Onu bildiğim için seçim barajı üzerinden Cumhur İttifakı içinde bir kriz aranmasının siyasi gerçeklerle örtüşen bir tarafını görmüyorum. İttifak içinde sorunlar yaşanabilir, irili ufaklı krizler çıkabilir. Hatta bir ara köprüler atılmıştı. Ama öyle bir kriz yok. Sorunlu bir süreç yaşanıyor olsa onu yazarım. Ama yaşanmıyorsa ille de kriz var diye tutturulmasının anlamı yok.
İŞTE O TALİMAT
Peki ben Seçim Yasası ve Siyasi Partiler Yasası konusunda yürütülen çalışmalarda iki parti arasında bir sorun olmadığını nereden söylüyorum? Hatta Cumhur İttifakı’nı dağıtan yorumlara rağmen bu kadar güvenle nasıl konuşabiliyorum? Çünkü iki liderin kurmaylarına verdiği çok önemli bir talimat var.
Cumhurbaşkanı Erdoğan, hangi oran ya da hangi sistemden ziyade “Önemli olan ittifak” diyor. Aynı talimatı Bahçeli’nin de verdiğini öğrendim. Bahçeli de, “Önemli olan Cumhur İttifakı” demiş.
Erdoğan ve Bahçeli güçlü iki lider. Onların bu kararlılığı krize geçit vermez.
DİKKAT MÜLTECİ POLİTİKASI DEĞİŞİYOR
Çankaya Köşkü’nden yaptığımız CNN Türk- Kanal-D ortak yayınında Cumhurbaşkanı Erdoğan, Afgan mültecilerle ilgili sorumuza, “Herkes şunu bilsin ki Türkiye yol geçen hanı değildir” yanıtını verdiği an, mülteciler konusunda bir politika değişikliği olduğunu sezmiştim.
Ardından Erdoğan’ın, “Türkiye, Avrupa’nın mülteci ambarı değildir” açıklaması gelince mülteciler konusunda yeni bir yaklaşım, yeni bir anlayış ve yeni bir göç politikasının hazırlanmakta olduğunu fark ettim.
Cumhurbaşkanı Erdoğan’ın açıklamalarına ve AK Parti MYK toplantısında yaptığı konuşmaya bakınca, yabancı sığınmacılar konusunda iktidarın politika değişikliğine gittiği kanaatine ulaştım.

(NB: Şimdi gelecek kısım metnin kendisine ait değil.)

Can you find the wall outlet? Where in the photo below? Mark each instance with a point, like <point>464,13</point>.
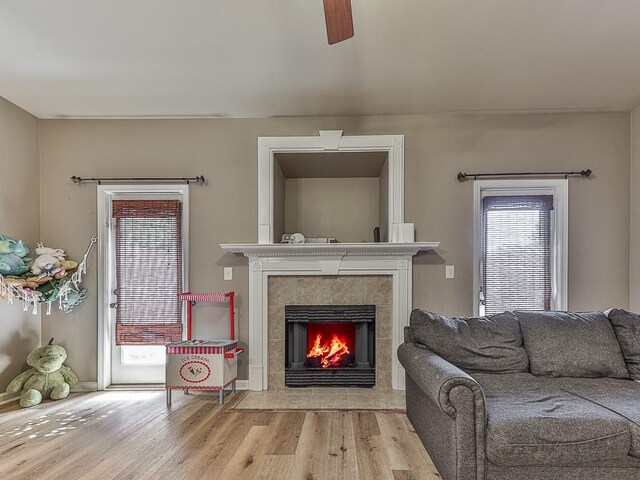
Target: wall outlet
<point>228,273</point>
<point>450,271</point>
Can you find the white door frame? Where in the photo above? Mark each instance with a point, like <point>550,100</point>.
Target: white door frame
<point>104,196</point>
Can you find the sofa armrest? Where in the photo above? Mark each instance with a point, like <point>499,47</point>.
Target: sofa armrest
<point>447,408</point>
<point>439,379</point>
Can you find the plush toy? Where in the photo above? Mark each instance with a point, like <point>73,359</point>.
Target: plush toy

Perşembe günü yapılan AK Parti MYK’da ekonomi ve göç konusunda bir sunum yapılıyor. Ama ondan önce Cumhurbaşkanı Erdoğan kısa bir açılış konuşması yapıyor. Erdoğan, muhalefetin, ‘Afganistan’dan 1.5 milyon göçmen geldiği’ iddiasının doğru olmadığını söylüyor. “Türkiye’de şu anda 300 bin civarında Afganistanlı olduğunu biliyoruz” diyor.
TAMAMINI GÖNDERECEĞİZ
Erdoğan daha önce de bu bilgileri kamuoyuyla paylaşmıştı. Bir sır değil. Ama asıl göç konulu sunumdan sonra MYK’da yapılan tartışmalar çok önemli. MYK’da mülteci sorunu üzerinden Afganistan’daki yeni yönetim konusu gündeme geliyor. Sadece Afgan mültecilerin geri gönderilebilmesi için dahi, Afganistan’da kurulacak olan hükümetle temas kurulması gerektiğinin altı çiziliyor. Cumhurbaşkanı Erdoğan, “Yeni yönetim kabul ettiği takdirde Afganların tamamının gönderilmesi”nden söz ediyor.
Bu yeni ve önemli bir yaklaşım.
SURİYELİ MÜLTECİLERİ DE ETKİLEYECEK
Ben bunun sadece Afganlarla ilgili olduğunu düşünmüyorum. Suriyeli mülteciler konusunda da yeni bir yaklaşım söz konusu. Ankara’da kayıtlı olmayan Suriyelerin gönderilmesi kararı yeni politikanın ilk adımını oluşturuyor.
CHP’Lİ AYLİN NAZLIAKA’NIN YALANI
CHP Genel Başkan Yardımcıları Selin Sayek Böke ve Gamze Akkuş İlgezdi’nin tweet’leri üzerine dikkatimi çekti. Hemen Aylin Nazlıaka’nın çektiği videoyu izledim.
Aylin Nazlıaka, CHP Kadın Kolları heyeti olarak gittikleri Çanakkale’de otele giriş yaptıkları sırada birinin, “Reisi size yedirmeyiz” diyerek aracı üzerlerine sürdüğünü, CHP’li kadınları ezmeye çalıştığını iddia ediyordu. Ben de o gün yayınlanacak yazımda Tanju Özcan’ın, bir kadınla ilgili iğrenç konuşması hakkında sessiz kaldığı için Aylin Nazlıaka’yı eleştirmiştim. Çünkü Kadın Kolları Başkanı olarak öncelikle onun tepki göstermesini bekliyordum. Eleştirinin zamanlaması yanlış mı oldu acaba diye içimden geçirmedim değil. Yeni bir yazı yazmayı planlıyordum ki, bambaşka bir durum ortaya çıktı.
CHP’Lİ ÇIKTI
“Reisi size yedirmeyiz” diye CHP’li kadınları ezmeye çalıştığı iddia edilen şoför Vedat, “40 yıllık CHP’liyim” dedi.
YALAN 1
“CHP’li kadınları aracıyla ezmeye çalışacak kadar fanatik ve saldırgan AKP’li, reisçi” olarak takdim edilen şoför CHP’li çıktı.
YALAN 2
CHP Çanakkale Kadın Kolları Başkanı Sibel Erol, “Kadınların üzerine direksiyon kırılmadı. Ama parti otobüsümüzün üzerine direksiyon kırıldı” dedi.
Olayın siyasi değil, iki şoförün sürtüşmesi olduğu ortaya çıktı.
Eğer gerçekten CHP’li kadınlara yönelik böyle bir saldırı girişimi olsa ilk olarak ben karşı çıkardım. Ama Aylin Nazlıaka’nın, “Demirden korksak trene binmezdik” diye meydan okumasına, “Bu saldırılar bize vız gelir” diye coşmasına rağmen iddiaları doğru çıkmadı.
Aylin Hanım buna niye ihtiyaç duydunuz? Bu yalanlarla ortalığı karıştırmanın anlamı ne? Yalan siyaseti CHP’ye ne kazandırır?